Its fun to be able to make a game in your free time without having to use any messy code. I personaly like how easy it is to use. you design everything in your own little (or big) world with ease. I also liked how I could easily set an event to happen. but I didnt like how when I set an event If i sold the item for X amount of money I would have to go through the event again
I dont know if I did something wrong or what but any info would help.
I thank you in advance.


----------



## kyektulu (Mar 16, 2006)

*I have never heard that you could actually do this.

It sounds interesting but I bet it would be very time consuming and confusing.
How intimatly can you make the world/game?
*


----------



## wildbill333 (Mar 27, 2006)

well it does take some time and with 2 your charecters look like.......have you ever played an rpg on a game boy. the graphics are about like that but you could make the world as large or small as you want. its like being god.


----------



## Red Phoenix (Apr 19, 2006)

ive never done it before, but im going to go do it now


----------



## Jives (Apr 19, 2006)

I have never worked with RPG Maker 2, but I had a pretty big game made with RPG maker 1.  It's time-consuming (but of course, isn't that why we all play games?  To pass the time?) but the reward of having an actual videogame starring all your friends and possibly with real situations from your own life is an absolute blast.  

You also get to write any kind of dialogue you want from witty and funny to terse and brutal.

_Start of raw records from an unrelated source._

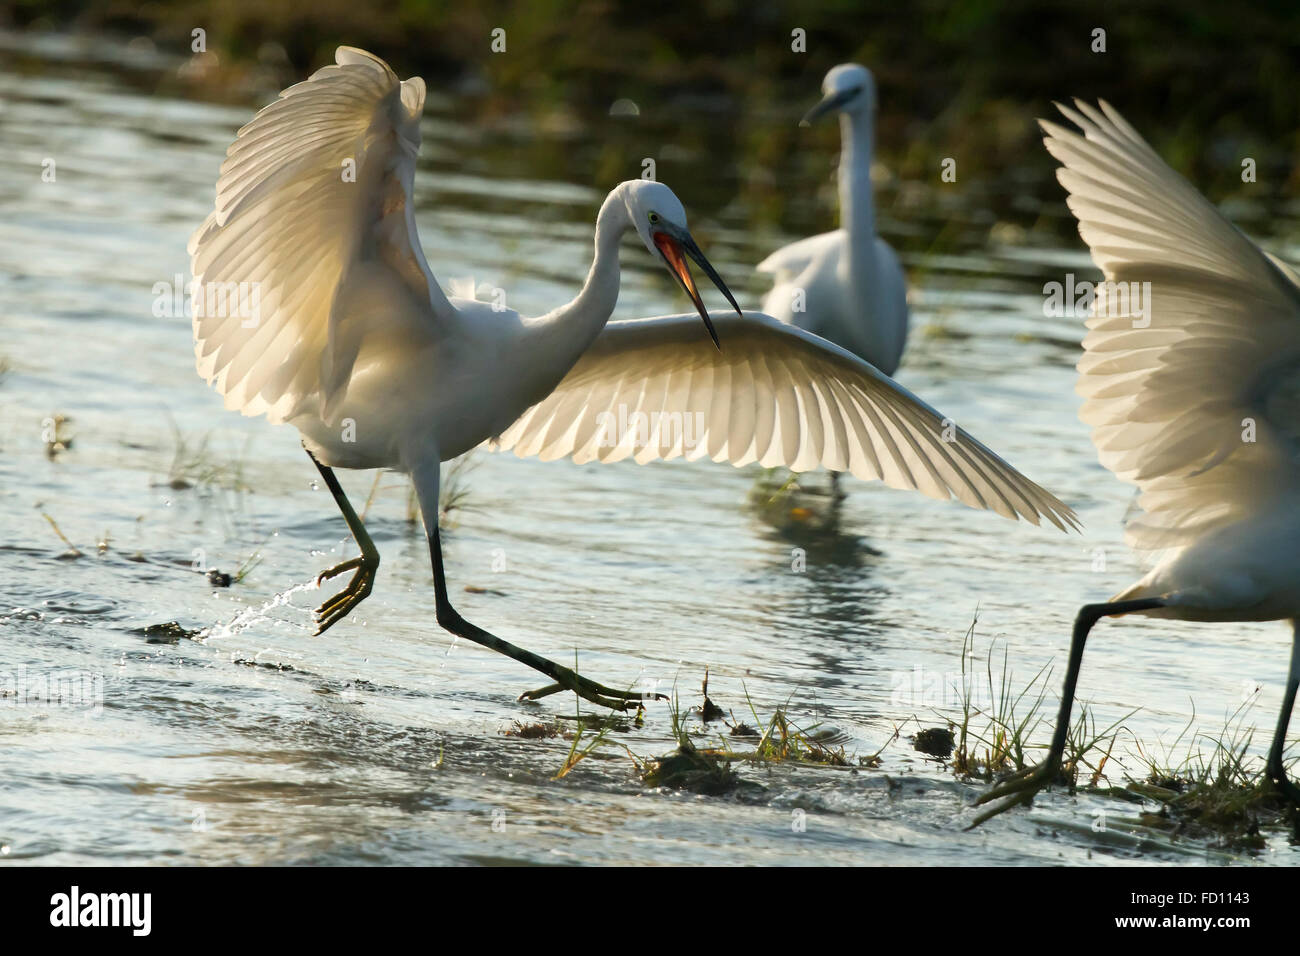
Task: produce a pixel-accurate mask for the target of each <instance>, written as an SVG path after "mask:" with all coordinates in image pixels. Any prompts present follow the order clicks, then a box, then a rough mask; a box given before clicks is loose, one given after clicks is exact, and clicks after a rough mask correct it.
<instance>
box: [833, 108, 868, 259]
mask: <svg viewBox="0 0 1300 956" xmlns="http://www.w3.org/2000/svg"><path fill="white" fill-rule="evenodd" d="M871 118H872V117H871V114H870V113H857V112H854V113H840V225H842V226H844V228H845V229H846V230H848V232H849V237H850V239H858V241H861V242H870V241H874V239H875V235H876V208H875V203H874V202H872V196H871V151H872V144H874V143H872V140H874V138H875V137H874V130H872V129H871Z"/></svg>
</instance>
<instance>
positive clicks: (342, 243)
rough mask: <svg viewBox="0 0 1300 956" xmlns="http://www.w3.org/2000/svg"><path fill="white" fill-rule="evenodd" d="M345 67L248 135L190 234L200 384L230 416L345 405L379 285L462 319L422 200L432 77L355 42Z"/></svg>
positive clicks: (349, 50) (248, 126)
mask: <svg viewBox="0 0 1300 956" xmlns="http://www.w3.org/2000/svg"><path fill="white" fill-rule="evenodd" d="M335 60H337V65H335V66H326V68H324V69H321V70H317V72H316V73H315V74H312V77H311V78H309V79H307V81H304V82H302V83H298V85H295V86H291V87H289V88H287V90H285V91H283V92H282V94H281V95H279V99H278V100H276V101H274V103H272V104H270V105H269V107H266V108H265V109H263V111H261V112H260V113H257V114H256V116H255V117H253V118H252V121H251V122H248V125H247V126H244V127H243V129H242V130H239V134H238V138H237V139H235V142H234V143H233V144H231V146H230V150H229V151H227V152H226V160H225V163H222V164H221V176H220V178H218V179H217V200H216V208H214V209H213V212H212V215H211V216H208V219H207V220H205V221H204V222H203V225H201V226H199V229H198V232H195V234H194V235H192V237H191V239H190V256H191V271H192V272H194V276H195V282H196V290H195V291H196V297H195V315H194V338H195V356H196V359H198V367H199V375H200V376H203V377H204V378H205V380H207V381H208V382H213V384H214V385H216V388H217V390H218V392H220V393H221V394H222V395H225V399H226V407H227V408H238V410H240V411H242V412H243V414H244V415H257V414H261V412H265V414H266V415H268V418H269V419H270V420H272V421H283V420H285V419H286V418H289V416H291V415H292V412H294V408H295V407H298V406H299V405H300V403H302V402H303V401H305V399H308V398H318V399H320V401H321V403H322V405H324V406H329V405H330V402H331V401H335V399H337V398H339V397H341V394H342V392H343V390H344V389H346V384H347V380H348V376H350V373H351V369H352V363H354V360H355V358H356V352H357V349H359V345H360V339H361V337H363V336H364V333H365V321H367V320H365V319H364V317H361V316H357V315H356V313H357V311H359V310H357V304H356V300H357V299H365V298H370V299H373V298H376V295H377V294H378V293H376V290H381V291H387V293H389V294H390V295H393V297H394V298H396V299H400V300H402V302H400V303H399V306H402V307H404V310H399V306H393V307H391V308H390V310H389V311H403V313H404V315H408V313H415V315H417V316H426V321H428V323H430V324H435V323H438V321H446V320H450V319H451V317H452V315H454V312H452V308H451V304H450V303H448V302H447V299H446V297H445V295H443V294H442V290H441V289H439V287H438V284H437V281H435V280H434V278H433V274H432V273H430V272H429V265H428V263H425V259H424V252H422V251H421V248H420V239H419V237H417V234H416V228H415V213H413V208H412V202H411V181H412V178H413V177H415V159H416V153H417V152H419V151H420V116H421V113H422V111H424V92H425V88H424V81H422V79H420V78H419V77H416V78H412V79H408V81H406V82H404V83H403V82H399V81H398V78H396V75H395V74H394V73H393V70H391V69H389V66H387V64H385V62H383V61H382V60H380V59H378V57H374V56H372V55H369V53H365V52H363V51H360V49H352V48H351V47H339V48H338V52H337V53H335ZM363 286H364V290H363ZM231 297H234V300H235V302H238V303H239V306H238V307H231V304H230V303H231ZM350 315H352V316H354V319H352V321H351V323H346V321H344V320H346V319H347V317H348V316H350ZM344 325H346V326H347V328H341V326H344Z"/></svg>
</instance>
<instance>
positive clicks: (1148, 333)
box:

Think of it and "Legos" for videogamers.  The better you are, the more time you spend, the better the final product!


----------



## Aes (Apr 20, 2006)

I tried to make something with the RPG maker for PSX, and found it way to tedious and not flexible enough for the vision I had.   I didn't bother with any of the others...should I?  How flexible are they?


----------



## wildbill333 (Apr 20, 2006)

they are all pretty tedious and time consuming but in my own calm objective opinion its worth it.


----------